I write a lot about women’s self-respect, about the need for self-realization, about the feeling of self-worth, regardless of whether you have a man or not. The fact that a woman should not forget about her wishes, dreams, plans, aspirations, and not live as Nietzsche wrote – “The happiness of a man is called: I want. A woman’s happiness is called: he wants” – 119 years after his death.


Men are needed and important in a woman’s life. But I am categorically against it when a man, or rather, a relationship with him, becomes an end in itself for a woman, such that for her sake she is ready to forget herself, to be in a terrible relationship just for the sake of not being alone, not being without money, to save a hateful marriage , if only society would not look askance at the “divorced woman” or not feel guilty for “leaving the children without a father.”
Often I use grotesque images and harsh metaphors for this, but not to offend women, but to stir them up. Show how it happens when you don’t think about yourself, that life is one, that the money that a man can give will not pay for those spiritual wounds that will certainly arise where there are no mutual feelings. To say that youth and beauty are valuable, but fleeting gifts, to be thoughtlessly squandered.


And, of course, my most furious haters are women, not men, although it would seem that I don’t stand on ceremony with men. Women who are angry with their lives, but are not yet ready to change something in it. Therefore, they prefer to hate a psychologist: “The woman herself is unsatisfied”, “Your husband probably left you”, “I would not go to such a psychologist.”
You can hate me as much as you want – my life will not change from this. But you can change your life, and maybe the experience of the heroine of my next story will help you with this. Which is published on her behalf and with her permission.
A Girl for Grandpa: A Life Story
“When I got married, I was 20 years old. And he is 65. Then I did not understand that I was fit for his granddaughter. Now I understand that at that time I did not know what I was doing at all. But nothing can be returned.
I was born in a distant city. My parents died when I was 6 years old. That’s why I went to boarding school. I was expelled from school after the 9th grade – there was a conflict with the teacher, and this turned out to be enough to send me, still a girl, on a solitary voyage. Of course, without money, support and in a communal apartment with alcoholics. I did not know what to do and how to continue to live.
I got a job as a market trader to earn some money. There was still little money, and the work was hard. But without education, without a normal profession, there was simply no chance for something else. But at the market, I met a girl who said that her grandmother lives in the capital, and offered to move there together. So back in 1990, together with a friend, we came to conquer the capital. They lived with her grandmother, on the outskirts, worked in the same trading tent as in their hometown, but dreamed of entering the Institute of Foreign Languages.
Went to a Japanese language course. A friend met her future husband, a Japanese, there. Gradually, we formed a circle of Japanese expat acquaintances. Once we were invited to a birthday party in their company, where I met my future husband.

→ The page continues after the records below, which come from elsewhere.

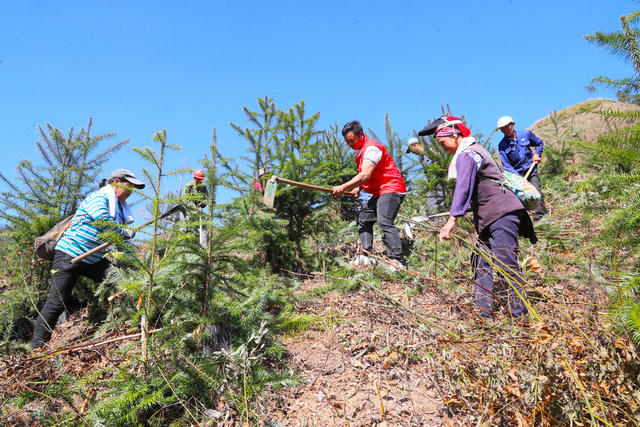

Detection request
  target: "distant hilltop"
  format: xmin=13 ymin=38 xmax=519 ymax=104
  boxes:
xmin=529 ymin=99 xmax=640 ymax=148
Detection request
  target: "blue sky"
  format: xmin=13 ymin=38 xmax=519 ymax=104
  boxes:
xmin=0 ymin=0 xmax=638 ymax=211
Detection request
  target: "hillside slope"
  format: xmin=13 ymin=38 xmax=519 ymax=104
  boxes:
xmin=529 ymin=99 xmax=640 ymax=148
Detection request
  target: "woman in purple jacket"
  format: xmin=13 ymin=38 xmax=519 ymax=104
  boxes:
xmin=420 ymin=116 xmax=537 ymax=318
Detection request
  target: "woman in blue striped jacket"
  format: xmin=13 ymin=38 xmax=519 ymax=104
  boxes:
xmin=31 ymin=169 xmax=144 ymax=348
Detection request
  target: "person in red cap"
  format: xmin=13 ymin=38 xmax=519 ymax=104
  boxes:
xmin=333 ymin=120 xmax=407 ymax=271
xmin=184 ymin=169 xmax=209 ymax=246
xmin=418 ymin=116 xmax=537 ymax=318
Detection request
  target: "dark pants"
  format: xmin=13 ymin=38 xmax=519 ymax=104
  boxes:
xmin=472 ymin=214 xmax=527 ymax=317
xmin=31 ymin=250 xmax=112 ymax=348
xmin=527 ymin=171 xmax=548 ymax=220
xmin=358 ymin=193 xmax=405 ymax=264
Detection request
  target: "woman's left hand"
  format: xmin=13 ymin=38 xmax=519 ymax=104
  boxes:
xmin=440 ymin=216 xmax=456 ymax=242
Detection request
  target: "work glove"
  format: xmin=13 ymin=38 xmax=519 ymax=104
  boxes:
xmin=122 ymin=228 xmax=136 ymax=240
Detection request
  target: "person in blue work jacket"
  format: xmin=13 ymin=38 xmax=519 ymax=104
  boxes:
xmin=498 ymin=116 xmax=548 ymax=220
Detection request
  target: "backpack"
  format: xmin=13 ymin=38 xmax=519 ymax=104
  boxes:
xmin=33 ymin=215 xmax=73 ymax=261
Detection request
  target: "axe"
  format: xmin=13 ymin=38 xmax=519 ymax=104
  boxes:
xmin=262 ymin=175 xmax=355 ymax=208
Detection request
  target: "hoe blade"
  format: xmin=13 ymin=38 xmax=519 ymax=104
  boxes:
xmin=262 ymin=175 xmax=278 ymax=208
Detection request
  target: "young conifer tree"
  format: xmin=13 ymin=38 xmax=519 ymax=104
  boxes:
xmin=578 ymin=10 xmax=640 ymax=347
xmin=0 ymin=119 xmax=129 ymax=326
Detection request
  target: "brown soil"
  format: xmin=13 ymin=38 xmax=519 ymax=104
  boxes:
xmin=267 ymin=279 xmax=446 ymax=426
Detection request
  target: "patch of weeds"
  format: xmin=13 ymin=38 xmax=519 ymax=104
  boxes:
xmin=279 ymin=313 xmax=326 ymax=336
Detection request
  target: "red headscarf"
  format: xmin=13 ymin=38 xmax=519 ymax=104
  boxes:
xmin=436 ymin=116 xmax=471 ymax=138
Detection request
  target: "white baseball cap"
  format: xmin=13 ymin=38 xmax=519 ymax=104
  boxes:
xmin=498 ymin=116 xmax=515 ymax=129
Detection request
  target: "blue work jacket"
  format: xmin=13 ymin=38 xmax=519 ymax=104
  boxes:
xmin=498 ymin=130 xmax=544 ymax=176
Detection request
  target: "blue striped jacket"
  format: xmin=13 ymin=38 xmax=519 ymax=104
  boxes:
xmin=56 ymin=190 xmax=129 ymax=264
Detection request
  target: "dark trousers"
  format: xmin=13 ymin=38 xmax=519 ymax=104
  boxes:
xmin=472 ymin=214 xmax=527 ymax=317
xmin=358 ymin=193 xmax=405 ymax=264
xmin=31 ymin=250 xmax=112 ymax=348
xmin=527 ymin=171 xmax=548 ymax=220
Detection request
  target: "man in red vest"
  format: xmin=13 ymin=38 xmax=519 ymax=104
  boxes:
xmin=333 ymin=120 xmax=407 ymax=266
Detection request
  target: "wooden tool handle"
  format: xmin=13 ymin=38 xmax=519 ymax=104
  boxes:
xmin=276 ymin=176 xmax=333 ymax=193
xmin=71 ymin=205 xmax=180 ymax=264
xmin=71 ymin=242 xmax=111 ymax=264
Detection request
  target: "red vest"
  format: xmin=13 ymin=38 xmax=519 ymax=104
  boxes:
xmin=356 ymin=135 xmax=407 ymax=197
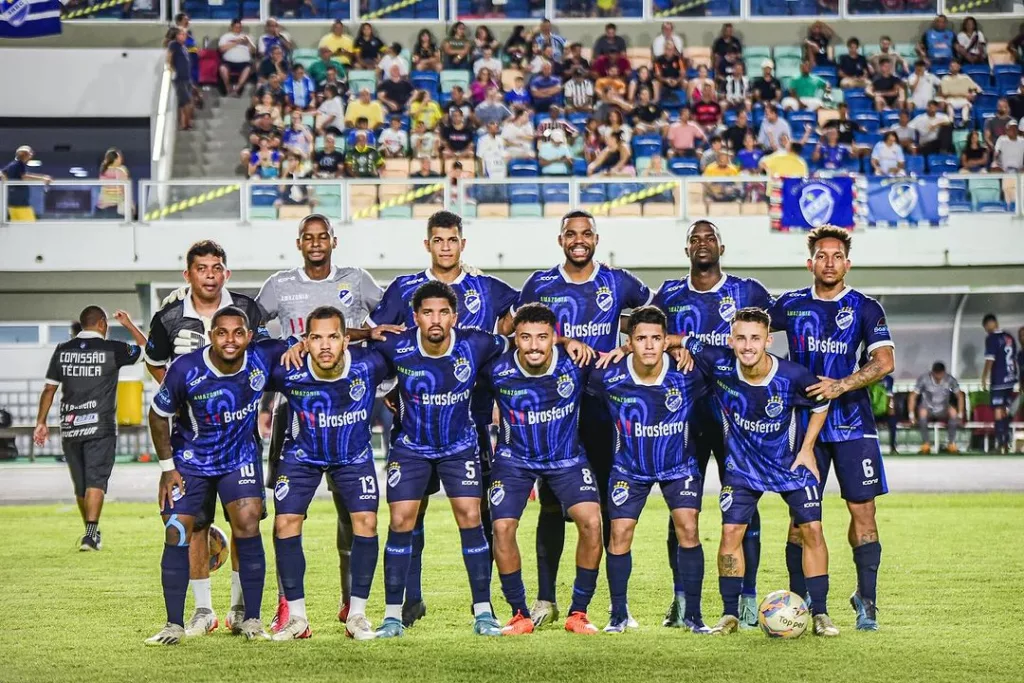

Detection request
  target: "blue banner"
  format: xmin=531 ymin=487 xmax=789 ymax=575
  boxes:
xmin=0 ymin=0 xmax=61 ymax=38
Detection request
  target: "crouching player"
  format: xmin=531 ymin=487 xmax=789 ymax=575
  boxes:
xmin=481 ymin=303 xmax=602 ymax=636
xmin=590 ymin=306 xmax=712 ymax=633
xmin=270 ymin=306 xmax=387 ymax=640
xmin=685 ymin=308 xmax=839 ymax=636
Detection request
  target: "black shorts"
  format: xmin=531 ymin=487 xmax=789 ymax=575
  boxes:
xmin=60 ymin=435 xmax=118 ymax=498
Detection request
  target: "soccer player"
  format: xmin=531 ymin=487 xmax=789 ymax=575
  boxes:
xmin=485 ymin=303 xmax=602 ymax=635
xmin=653 ymin=220 xmax=772 ymax=629
xmin=517 ymin=210 xmax=651 ymax=627
xmin=367 ymin=211 xmax=519 ymax=627
xmin=771 ymin=225 xmax=895 ymax=631
xmin=268 ymin=306 xmax=387 ymax=640
xmin=144 ymin=240 xmax=268 ymax=636
xmin=981 ymin=313 xmax=1017 ymax=454
xmin=590 ymin=306 xmax=708 ymax=633
xmin=32 ymin=306 xmax=145 ymax=551
xmin=145 ymin=306 xmax=278 ymax=645
xmin=685 ymin=308 xmax=839 ymax=637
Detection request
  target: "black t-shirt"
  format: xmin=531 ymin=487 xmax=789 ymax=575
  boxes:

He was then the president of a profitable company, that’s what attracted me to him – nothing else, he was ugly, not young and he smelled bad! But I did not think about it, it seemed to me a chance for a prosperous life.
But I had to sleep with him, and therefore, before I went to bed with him, I drank so as not to vomit from his embrace. I tried to avoid sex as much as possible, but it was impossible not to have it at all, and every time I forced myself to go to him and lie down. Our relationship was normal, even good, if not for sex.
In everyday life, I tried not to argue with him – so my husband even gave more money. Of course, he noticed that I was drinking, but I explained that I was not very interested in sex, and drinking wine is even useful. While he wasn’t particularly concerned that I was cold in bed, he was more interested in himself. So we lived for 5 years, and then he started having problems in business, the money was melting, and I left him. He later returned to Japan and we never saw each other again.
To someone from the outside, my life at that time could seem like a paradise: I went shopping, spent money. There were thoughts about studying, but foolishly, I thought that with a divorce I would get a good sum, and it would be more than you can earn by teaching Japanese. In reality, I got alcoholism, from which I was treated for a long time.


Now I don’t drink at all. But health is lost. As is most of life. I can’t change my story, but maybe my experience can change others. Those that have not yet begun, but only pleasantly excite the blood with thoughts of how good it is to spend other people’s money. But in which there is still no understanding of what will have to be paid for this.
To my articles “A Girl for Grandpa: Is It Worth It?” and “The Psychology of Greed: Young Girls’ Race to Rich Lives” were especially filled with indignant female comments. The fact that these beautiful older men are bright and talented personalities that will charm anyone and hands off them, they have the right to love.
Of course they do. As does each of us. Only for some reason they want love not from peers or from those who are younger within reason. They are looking for love in 20-year-old nymphs. And the nymphs are bought. And they are sold. And of course, what to do with your body is a personal matter for everyone. But it seems to me that a woman with a healthy self-esteem does not need to sell herself at all. And I’m all for healthy self-esteem.